At 7:45 AM on a Monday morning, not many people expect to be making friends. It’s early, most are still recovering from a post-weekend stupor, and the idea of spending the next eight hours at work is not exactly riveting. But, as they say, misery loves company – and it often serves as common ground for forming a sense of community.
Community can be defined as “a group of people with diverse characteristics who are linked by social ties, share common perspectives, and engage in joint action in geographical locations or settings.” The social ties can be something as specific and personal as volunteering in a homeless shelter to a recurring pattern of behavior, such as frequenting the same coffee shop. However, even these seemingly random choices and loose links can actually say a lot about an individual: why choose this coffee shop? Do you live near here or work near here? What do you like about the ambience – or coffee – at this particular coffee shop? Do you appreciate that they serve only fair trade and organic beans because you are passionate about human rights issues? And, of course, no two people’s reasons are alike. But these differences – and yet the common market they support – are the basis for interesting, diverse community.
The eight steps of the Vibrant Streets toolkit are built around the idea of creating vibrant, thriving communities. Each of the steps is critical in forming neighborhoods of which people want to be a part and are socially and physically invested. But it’s not just on the streets that these communities are formed, and it is often independent of whether people are trying to make friends. Indeed, in its most natural state, community happens best when it is not forced. Public transit, for instance, can be a microcosm of community all on its own.
Unlike cars, public transit literally forces people together – physically and, more often than not, emotionally. “The train is delayed again?” I mutter under my breath, rolling my eyes. It elicits a half-smile from my train neighbor, a co-star in the hilarious play called Morning Commute. I notice her again the next morning, and then the day after as well; once Friday rolls around and she isn’t standing on the platform beside me, I wonder if she’s out on vacation or changed jobs and hope that everything is okay.
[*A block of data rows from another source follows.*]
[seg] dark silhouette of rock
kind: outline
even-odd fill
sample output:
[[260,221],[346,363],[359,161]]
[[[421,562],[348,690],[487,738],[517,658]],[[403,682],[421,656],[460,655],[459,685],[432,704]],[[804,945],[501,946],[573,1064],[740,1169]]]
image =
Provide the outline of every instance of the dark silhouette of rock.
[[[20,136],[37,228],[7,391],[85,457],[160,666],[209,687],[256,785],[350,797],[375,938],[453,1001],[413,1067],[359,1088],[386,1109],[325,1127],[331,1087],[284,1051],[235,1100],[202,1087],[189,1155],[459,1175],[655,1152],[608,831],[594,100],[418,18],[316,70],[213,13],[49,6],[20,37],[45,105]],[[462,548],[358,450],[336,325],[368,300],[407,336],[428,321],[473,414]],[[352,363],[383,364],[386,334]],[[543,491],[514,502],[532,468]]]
I am not the only one who has ever made a Metro friend. Brand new to the city, Caroline was excited to explore the nation’s capital on a sunny Saturday morning – but was setting out alone, armed with maps and water bottles. She was one of two people on the train at 8 AM, and it just so happened that the other person was new to DC, too – and looking for a friend. At first he hesitated when she stepped off the train at Farragut West, but jumped out a second before the doors closed, ran up behind her, and explained that he was new to DC and planning on exploring the city for the day. He had noticed her maps and thought perhaps she was doing the same and maybe she wanted a buddy. Two years later, Caroline and John were married.
Public transit allows us to make connections to people in a way that driving will never allow. It is an unfortunate fact that drivers live inside insular bubbles, closed off to the built environment around them. They are unable to participate in a vibrant community. Indeed, rather than building any sense of camaraderie, driving encourages anger and annoyance – road rage! It also reduces awareness of the most crucial aspect of a vibrant street: the retail itself. People are much less apt to notice a new boutique while driving by rather than while walking to the subway. Instead of being a part of the community forming around them, drivers are closed off to their own streets, less likely to observe things about their retail corridor – whether good or bad.
This morning my commute was delayed as my train offloaded at a station, and I ended up having a hilarious conversation with the guy standing next to me. Suddenly, it didn’t seem like such a wasted morning after all.